Open jooyoungseo opened 1 year ago
@meganrogge Please feel free to brainstorm more ideas in this thread.
A section on why it's critical to prioritize accessibility in an open source project:
@jooyoungseo I have added the basics from this except for "Accessibility action research (our role as accessibility activists beyond conceptual or technical level)."
Following reviewers' feedback, we may want to include some more detailed takeaways of our paper in the Discussion section for the ASSETS community.
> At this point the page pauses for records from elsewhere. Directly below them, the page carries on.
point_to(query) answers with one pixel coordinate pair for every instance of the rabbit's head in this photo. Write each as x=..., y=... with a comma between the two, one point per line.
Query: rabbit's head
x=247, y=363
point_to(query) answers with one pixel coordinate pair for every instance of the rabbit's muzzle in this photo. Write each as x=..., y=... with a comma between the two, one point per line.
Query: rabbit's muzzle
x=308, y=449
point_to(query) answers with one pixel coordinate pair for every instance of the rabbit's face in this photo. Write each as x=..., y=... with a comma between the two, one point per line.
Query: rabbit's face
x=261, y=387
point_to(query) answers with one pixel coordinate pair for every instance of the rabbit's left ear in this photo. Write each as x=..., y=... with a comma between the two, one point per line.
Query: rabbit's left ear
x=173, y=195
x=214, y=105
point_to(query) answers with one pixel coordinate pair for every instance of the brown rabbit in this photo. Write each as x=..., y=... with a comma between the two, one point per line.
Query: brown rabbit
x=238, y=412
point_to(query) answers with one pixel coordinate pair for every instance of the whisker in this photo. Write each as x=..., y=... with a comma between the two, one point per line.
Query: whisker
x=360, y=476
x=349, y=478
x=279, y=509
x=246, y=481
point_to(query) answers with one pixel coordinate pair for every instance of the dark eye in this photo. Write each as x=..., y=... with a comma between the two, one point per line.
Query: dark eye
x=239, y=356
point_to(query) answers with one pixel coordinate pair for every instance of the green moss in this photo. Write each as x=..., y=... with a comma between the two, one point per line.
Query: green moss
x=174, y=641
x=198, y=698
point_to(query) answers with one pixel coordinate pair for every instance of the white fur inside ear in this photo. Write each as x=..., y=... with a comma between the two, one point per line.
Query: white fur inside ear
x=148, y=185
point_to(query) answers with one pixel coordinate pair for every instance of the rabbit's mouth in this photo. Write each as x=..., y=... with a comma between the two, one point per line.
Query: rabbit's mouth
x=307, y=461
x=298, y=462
For example:
Accessibility action research (our role as accessibility activists beyond conceptual or technical level).
Opportunities and challenges of improving accessibility within the open-source ecosystem, and its implication that can be applied to other open-source projects.
Opportunities: openness/transparency and direct end-user feedback in the dev cycle and iteration. @jooyoungseo was not employed by Microsoft, but could play an insider role and was able to closely work with the product engineers, including @meganrogge.
Challenges: The democratic nature could threaten the fundamental accessibility if not enough people express their needs. Since the users' feedback and bug report are critical in open-source ecosystem, the project could unintentionally neglect under-represented group's voice. Sometimes, due to the small number of users' feedback, criticality of accessibility features are under-estimated. Communication channels or methods themselves could become another accessibility hurdle (e.g., not all people are familiar with GitHub issue reporting and the process may be daunting to some end-users who may otherwise be able to provide constructive feedback).
Recommendation: Open-source team's empathy for the importance of accessibility is critical. Listen carefully to any small number of feedback from under-represented groups. If possible, build a rapport with the community and identify someone who can co-design the iterative accessibility improvement.